What I find a bit more distressing is Sethi touting BlueSky as a less noxious social media platform for having rules for limiting content viewing and sharing that align to a fair degree with the findings of the study. Sethi contends that BlueSky represents a better compromise between notions of free speech and curbs on hate speech than found on current big platforms.
I have trouble with the idea that BlueSky is less hateful based on the appalling treatment of Jesse Singal. Singal has attracted the ire of trans activists on BlueSky for merely being even-handed. That included falsely accusing him of publishing private medical records of transgender children. Quillette rose to his defense in The Campaign of Lies Against Journalist Jesse Singal—And Why It Matters. This is what happened to Singal on BlueSky:
This second round was prompted by the fact that I joined Bluesky, a Twitter alternative that has a base of hardened far-left power users who get really mad when folks they dislike show up. I quickly became the single most blocked account on the site and, fearful of second-order contamination, these users also developed tools to allow for the mass-blocking of anyone who follows me. That way they won’t have to face the threat of seeing any content from me or from anyone who follows me. A truly safe space, at last.
But that hasn’t been enough: They’ve also been aggressively lobbying the site’s head of trust and safety, Aaron Rodericks, to boot me off (here’s one example: “you asshole. you asshole. you asshole. you asshole. you want me dead. you want me fucking dead. i bet you’ll block me and I’ll pass right out of existence for you as fast as i entered it with this post. I’ll be buried and you won’t care. you love your buddy singal so much it’s sick.”). Many of these complaints come from people who seem so highly dysregulated they would have trouble successfully patronizing a Waffle House, but because they’re so active online, they can have a real-world impact.
So, not content with merely blocking me and blocking anyone who follows me, and screaming at people who refuse to block me, they’ve also begun recirculating every negative rumor about me that’s been posted online since 2017 or so — and there’s a rich back catalogue, to be sure. They’ve even launched a new one: I’m a pedophile. (Yes, they’re really saying that!)

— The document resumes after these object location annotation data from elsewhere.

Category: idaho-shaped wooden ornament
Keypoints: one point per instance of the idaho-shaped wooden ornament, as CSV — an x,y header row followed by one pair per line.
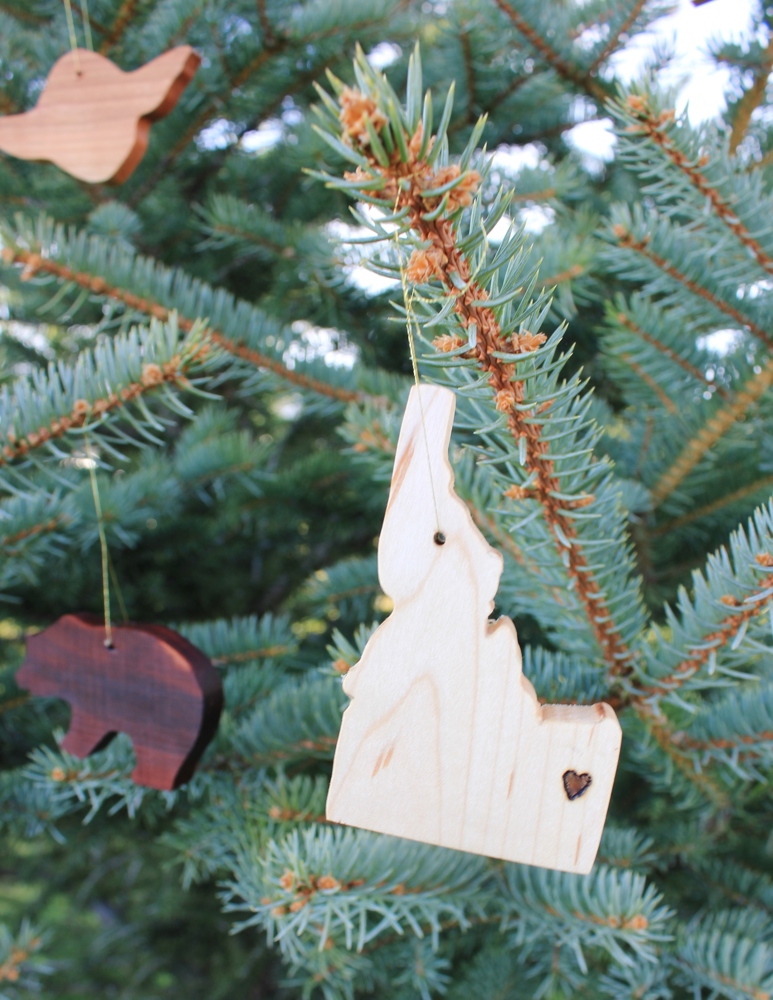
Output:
x,y
92,119
153,685
444,740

Mind you, this is only the first section of a long catalogue of vitriolic abuse on BlueSky.
IM Doc did not give much detail, but a group of doctors who were what one might call heterodox on matters Covid went to BlueSky and quickly returned to Twitter. They were apparently met with great hostility. I hope he will elaborate further in comments.
Another reason I am leery of restrictions on opinion, even those that claim to be mainly designed to curb speech, is the way that Zionists have succeeded in getting many governments to treat any criticism of Israel’s genocide or advocacy of BDS to try to check it as anti-Semitism. Strained notions of hate are being weaponized to censor criticism of US policies.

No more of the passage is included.